The functional impact of these genetic features was directly reflected in vitro replication assays. JH-2-11 demonstrated broad cellular permissiveness, replicating efficiently in avian (DF-1), canine (MDCK), and simian (VERO) cells. More importantly, the virus achieved productive replication in human respiratory cell lines (A549 and HBE), albeit with lower peak titers compared to MDCK cells. This moderate replication efficiency in A549 cells, despite a strict avian-type receptor preference, indicates that the unique internal gene of JH-2-11—particularly its reassortant M and NS segments—may provide sufficient metabolic fitness to support viral transcription in human cells. This aligns with a phenotype of “potential for cross-species infection” rather than an immediate pandemic threat, necessitating the continued monitoring of these “pre-adapted” internal gene cassettes It is important to note a methodological limitation in vitro replication assays: viral titers from all cell lines were exclusively determined using the TCID₅₀ assay on MDCK cells.

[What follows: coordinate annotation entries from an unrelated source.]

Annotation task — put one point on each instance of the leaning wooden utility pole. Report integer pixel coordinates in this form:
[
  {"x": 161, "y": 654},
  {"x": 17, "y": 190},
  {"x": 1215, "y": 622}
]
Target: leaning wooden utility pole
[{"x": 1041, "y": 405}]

The in vivo pathogenicity data further temper the zoonotic risk assessment while precisely defining the virus’s respiratory tropism. Infected BALB/c mice remained asymptomatic with no mortality, confirming the inherent low pathogenic nature of JH-2-11 in a mammalian model. However, even without prior mammalian adaptation, the virus achieved high titers (6.5 EID₅₀/mL) in the lungs and nasal turbinates, accompanied by visible pathological changes. H&E staining provided direct evidence of viral replication in the bronchial epithelium and subsequent inflammatory cell infiltration. The robust replication restricted solely to the respiratory tract, coupled with the lack of systemic spread, suggests an “incomplete adaptation” state: while the physical species barrier for entry is partially permeable, systemic dissemination is currently limited by the absence of pivotal markers like PB2-627K [24].

5. Conclusions

In conclusion, this study identifies a novel H6N2 reassortment in Southwest China with a unique internal gene configuration. While the current isolates do not possess the molecular or phenotypic traits for sustained human-to-human transmission, their ability to replicate in human respiratory cells and cause localized infection in mice underscores their evolutionary flexibility. The limitations of this study, including the focus on a single representative isolate for animal trials and the probabilistic nature of genotypic inferences, suggest that broader surveillance is required. Because progeny virions derived from different host cells may exhibit varying receptor-binding affinities or infectivity profiles, titrating yields from human or avian cell substrates exclusively on MDCK cells might differentially underestimate the actual viral yield from those non-MDCK lines. Future efforts should prioritize integrated genotypic and phenotypic monitoring at migratory intersections to detect early signals of H6-derived viruses moving toward human-type receptor specificity or enhanced mammalian virulence.